NVCC fails to generate volatile memory instructions

I’m running into a problem where NVCC is not generating volatile memory instructions for some variables declared ‘volatile’. The non-volatile instructions can be seen in the PTX output. Is this a bug, or am I using type qualifiers incorrectly? The source code below reproduces the problem.

In the real kernel, there are shared objects that can be read and written by any thread block. Ordinary loads don’t work because they may return stale data from cache.

Operating system is x86-64 Debian linux (squeeze)
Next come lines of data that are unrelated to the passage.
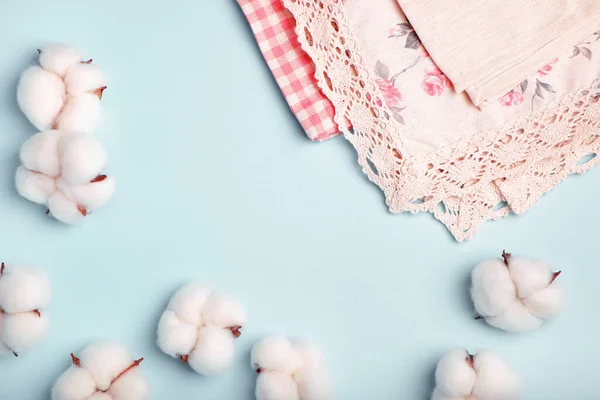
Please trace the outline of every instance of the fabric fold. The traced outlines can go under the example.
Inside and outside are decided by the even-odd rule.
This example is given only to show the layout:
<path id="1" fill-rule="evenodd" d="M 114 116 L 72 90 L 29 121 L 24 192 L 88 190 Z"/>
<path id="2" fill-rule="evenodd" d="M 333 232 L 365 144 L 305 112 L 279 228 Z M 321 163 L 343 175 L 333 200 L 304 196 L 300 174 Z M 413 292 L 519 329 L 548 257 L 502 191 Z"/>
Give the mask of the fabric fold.
<path id="1" fill-rule="evenodd" d="M 397 0 L 457 92 L 497 100 L 600 26 L 598 0 Z"/>
<path id="2" fill-rule="evenodd" d="M 315 66 L 294 30 L 282 0 L 238 0 L 269 69 L 292 112 L 314 141 L 339 135 L 333 105 L 318 87 Z"/>

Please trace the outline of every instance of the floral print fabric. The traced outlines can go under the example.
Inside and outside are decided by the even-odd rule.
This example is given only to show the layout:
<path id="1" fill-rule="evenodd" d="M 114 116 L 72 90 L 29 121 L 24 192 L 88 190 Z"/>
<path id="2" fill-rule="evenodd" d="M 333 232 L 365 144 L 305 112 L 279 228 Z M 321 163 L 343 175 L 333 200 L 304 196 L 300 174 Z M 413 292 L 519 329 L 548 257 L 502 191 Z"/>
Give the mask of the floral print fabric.
<path id="1" fill-rule="evenodd" d="M 479 108 L 456 93 L 395 0 L 347 0 L 346 10 L 379 88 L 377 101 L 402 125 L 401 139 L 416 153 L 515 121 L 599 77 L 600 30 Z"/>

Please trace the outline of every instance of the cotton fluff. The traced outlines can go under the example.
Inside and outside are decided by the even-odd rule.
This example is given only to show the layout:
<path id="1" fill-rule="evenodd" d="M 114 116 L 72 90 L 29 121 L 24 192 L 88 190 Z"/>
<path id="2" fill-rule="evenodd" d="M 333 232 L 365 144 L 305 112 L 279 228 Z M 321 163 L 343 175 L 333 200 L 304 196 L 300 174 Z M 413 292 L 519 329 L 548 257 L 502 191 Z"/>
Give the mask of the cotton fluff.
<path id="1" fill-rule="evenodd" d="M 492 259 L 472 273 L 471 297 L 480 317 L 497 328 L 528 332 L 544 320 L 558 316 L 564 307 L 560 274 L 542 261 L 513 258 Z"/>
<path id="2" fill-rule="evenodd" d="M 19 194 L 47 207 L 48 213 L 76 224 L 112 197 L 114 179 L 101 175 L 106 152 L 90 135 L 49 130 L 21 147 L 16 173 Z"/>
<path id="3" fill-rule="evenodd" d="M 150 388 L 122 346 L 98 342 L 87 346 L 52 387 L 52 400 L 145 400 Z"/>
<path id="4" fill-rule="evenodd" d="M 489 350 L 452 350 L 438 363 L 435 383 L 431 400 L 518 400 L 523 391 L 521 379 Z"/>
<path id="5" fill-rule="evenodd" d="M 306 342 L 267 337 L 252 348 L 257 400 L 330 400 L 333 387 L 321 352 Z"/>
<path id="6" fill-rule="evenodd" d="M 0 355 L 18 356 L 45 337 L 51 296 L 43 270 L 0 264 Z"/>
<path id="7" fill-rule="evenodd" d="M 92 60 L 81 61 L 79 52 L 65 45 L 38 51 L 40 65 L 27 68 L 17 88 L 17 101 L 27 119 L 41 131 L 94 132 L 106 89 L 102 71 Z"/>
<path id="8" fill-rule="evenodd" d="M 245 324 L 238 301 L 192 282 L 171 298 L 158 323 L 157 344 L 199 374 L 215 375 L 231 365 L 234 339 Z"/>

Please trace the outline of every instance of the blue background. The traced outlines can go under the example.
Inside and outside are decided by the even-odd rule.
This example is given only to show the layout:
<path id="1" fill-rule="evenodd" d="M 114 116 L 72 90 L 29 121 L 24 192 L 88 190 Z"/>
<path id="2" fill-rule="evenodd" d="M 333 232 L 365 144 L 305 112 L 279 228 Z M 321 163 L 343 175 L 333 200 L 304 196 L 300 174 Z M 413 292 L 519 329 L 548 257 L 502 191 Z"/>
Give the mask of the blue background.
<path id="1" fill-rule="evenodd" d="M 233 0 L 0 2 L 0 258 L 50 274 L 47 340 L 0 359 L 0 399 L 47 399 L 69 353 L 96 339 L 143 356 L 154 399 L 253 399 L 254 341 L 311 338 L 338 399 L 426 400 L 436 361 L 497 351 L 525 400 L 598 399 L 600 170 L 570 177 L 530 212 L 455 242 L 428 214 L 391 215 L 342 138 L 311 143 Z M 79 227 L 20 198 L 19 74 L 61 41 L 109 77 L 97 137 L 114 199 Z M 568 308 L 528 335 L 473 321 L 469 271 L 486 257 L 545 258 Z M 155 346 L 159 316 L 196 279 L 239 298 L 250 323 L 232 368 L 207 379 Z"/>

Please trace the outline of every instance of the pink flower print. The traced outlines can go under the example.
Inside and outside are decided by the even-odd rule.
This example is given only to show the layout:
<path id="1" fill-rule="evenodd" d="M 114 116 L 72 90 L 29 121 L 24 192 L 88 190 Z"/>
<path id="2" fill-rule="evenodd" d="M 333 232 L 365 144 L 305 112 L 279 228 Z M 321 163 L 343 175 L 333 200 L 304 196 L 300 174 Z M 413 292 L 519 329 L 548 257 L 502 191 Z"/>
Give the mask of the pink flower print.
<path id="1" fill-rule="evenodd" d="M 511 90 L 502 96 L 499 101 L 505 107 L 518 106 L 523 102 L 523 95 L 516 90 Z"/>
<path id="2" fill-rule="evenodd" d="M 452 87 L 452 83 L 450 80 L 448 80 L 448 78 L 446 78 L 442 71 L 439 70 L 439 68 L 435 68 L 427 71 L 421 86 L 428 95 L 440 96 L 442 93 L 444 93 L 446 88 Z"/>
<path id="3" fill-rule="evenodd" d="M 550 71 L 552 71 L 552 68 L 554 68 L 554 64 L 556 64 L 557 62 L 558 62 L 558 58 L 555 58 L 554 60 L 550 61 L 548 64 L 546 64 L 542 68 L 540 68 L 537 73 L 540 76 L 548 75 L 550 73 Z"/>
<path id="4" fill-rule="evenodd" d="M 385 100 L 385 104 L 388 107 L 396 107 L 402 101 L 402 93 L 398 90 L 396 86 L 389 79 L 376 79 L 377 86 L 379 86 L 379 91 L 383 94 L 383 99 Z M 377 103 L 381 103 L 378 101 Z M 379 104 L 381 105 L 381 104 Z"/>

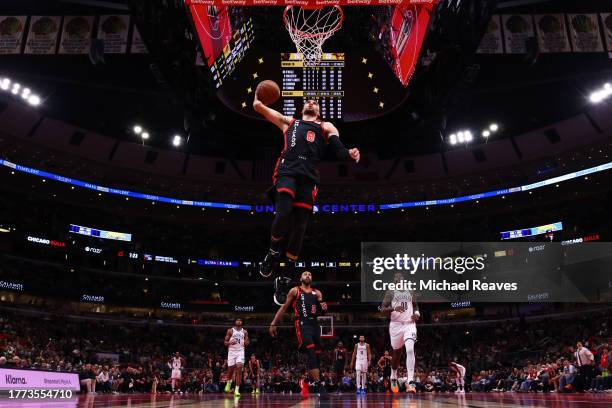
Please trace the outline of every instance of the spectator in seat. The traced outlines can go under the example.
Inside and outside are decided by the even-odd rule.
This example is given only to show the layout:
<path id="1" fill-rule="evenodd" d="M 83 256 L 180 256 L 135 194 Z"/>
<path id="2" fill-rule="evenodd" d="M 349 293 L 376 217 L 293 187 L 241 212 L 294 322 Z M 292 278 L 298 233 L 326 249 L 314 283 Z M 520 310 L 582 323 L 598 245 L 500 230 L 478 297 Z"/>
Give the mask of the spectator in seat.
<path id="1" fill-rule="evenodd" d="M 110 392 L 111 390 L 110 384 L 110 373 L 108 371 L 108 366 L 104 366 L 98 377 L 96 378 L 96 387 L 100 392 Z"/>
<path id="2" fill-rule="evenodd" d="M 576 380 L 576 367 L 569 362 L 563 361 L 563 374 L 559 379 L 559 389 L 561 392 L 574 391 L 574 381 Z"/>

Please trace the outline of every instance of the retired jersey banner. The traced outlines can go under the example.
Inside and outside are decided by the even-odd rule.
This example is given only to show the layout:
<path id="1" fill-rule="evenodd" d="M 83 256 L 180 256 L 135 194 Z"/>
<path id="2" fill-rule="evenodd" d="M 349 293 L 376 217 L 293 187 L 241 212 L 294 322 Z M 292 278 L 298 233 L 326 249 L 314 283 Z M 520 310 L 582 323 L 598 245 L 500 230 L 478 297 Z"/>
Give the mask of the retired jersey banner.
<path id="1" fill-rule="evenodd" d="M 87 54 L 91 46 L 93 16 L 66 16 L 60 42 L 60 54 Z"/>
<path id="2" fill-rule="evenodd" d="M 535 37 L 533 17 L 529 14 L 502 16 L 506 54 L 526 54 L 527 39 Z"/>
<path id="3" fill-rule="evenodd" d="M 125 54 L 129 29 L 129 15 L 100 16 L 98 38 L 104 41 L 104 53 Z"/>
<path id="4" fill-rule="evenodd" d="M 0 54 L 19 54 L 27 16 L 0 16 Z"/>
<path id="5" fill-rule="evenodd" d="M 61 16 L 32 16 L 25 54 L 55 54 Z"/>
<path id="6" fill-rule="evenodd" d="M 504 45 L 502 42 L 502 26 L 499 15 L 491 17 L 487 32 L 480 41 L 480 46 L 476 51 L 478 54 L 503 54 Z"/>
<path id="7" fill-rule="evenodd" d="M 570 38 L 575 52 L 602 52 L 597 14 L 568 14 Z"/>
<path id="8" fill-rule="evenodd" d="M 612 13 L 602 13 L 601 23 L 603 25 L 604 38 L 606 40 L 606 49 L 608 57 L 612 58 Z"/>
<path id="9" fill-rule="evenodd" d="M 138 27 L 134 24 L 134 30 L 132 31 L 132 41 L 130 43 L 130 54 L 147 54 L 147 46 L 144 41 L 142 41 L 142 37 L 140 36 L 140 31 L 138 31 Z"/>
<path id="10" fill-rule="evenodd" d="M 540 52 L 570 52 L 565 14 L 536 14 Z"/>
Host compiler is gcc 4.4.5

CUDA compiler (nvcc --version) is Cuda compilation tools, release 3.2, V0.2.1221

Example code:

// nvcc file.cu -ptx -arch=sm_20

struct Foo {

  typedef volatile Foo *Elem;

  Elem next;

};

struct Queue {

  typedef volatile Foo *Elem;

  volatile Elem head;

  volatile Elem tail;

};

__global__ void

example_kernel(Queue *q, Queue::Elem new_tail) {

  // Load and store of "q->tail" is not volatile

  q->tail->next = new_tail;

  q->tail = new_tail;

}

extern void

run_example_kernel(Queue *head, Queue::Elem new_tail) {

  example_kernel<<<1, 1>>>(head, new_tail);

}